Reinforcement Learning of Structured Control for Linear Systems with Unknown State Matrix
This work addresses the challenge of structured control design for large-scale cyber-physical systems where the state matrix is unknown, offering a method that could enhance distributed learning control, though it appears incremental as it builds on existing LQR and RL techniques.
The paper tackles the problem of designing stabilizing feedback control gains for continuous linear systems with unknown state matrices under structural constraints, by developing a reinforcement learning framework that integrates dynamic programming and policy iteration to compute these gains from trajectory data, with theoretical guarantees and validation on a multi-agent networked system.

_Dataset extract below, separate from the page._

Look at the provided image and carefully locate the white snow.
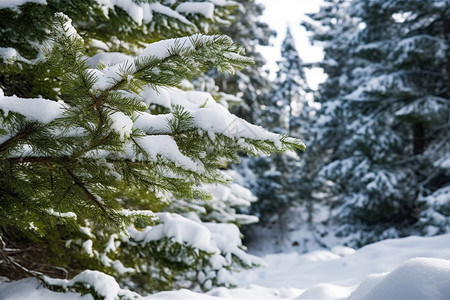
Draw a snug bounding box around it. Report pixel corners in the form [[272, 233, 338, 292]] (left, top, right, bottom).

This paper delves into designing stabilizing feedback control gains for continuous linear systems with unknown state matrix, in which the control is subject to a general structural constraint. We bring forth the ideas from reinforcement learning (RL) in conjunction with sufficient stability and performance guarantees in order to design these structured gains using the trajectory measurements of states and controls. We first formulate a model-based framework using dynamic programming (DP) to embed the structural constraint to the Linear Quadratic Regulator (LQR) gain computation in the continuous-time setting. Subsequently, we transform this LQR formulation into a policy iteration RL algorithm that can alleviate the requirement of known state matrix in conjunction with maintaining the feedback gain structure. Theoretical guarantees are provided for stability and convergence of the structured RL (SRL) algorithm. The introduced RL framework is general and can be applied to any control structure. A special control structure enabled by this RL framework is distributed learning control which is necessary for many large-scale cyber-physical systems. As such, we validate our theoretical results with numerical simulations on a multi-agent networked linear time-invariant (LTI) dynamic system.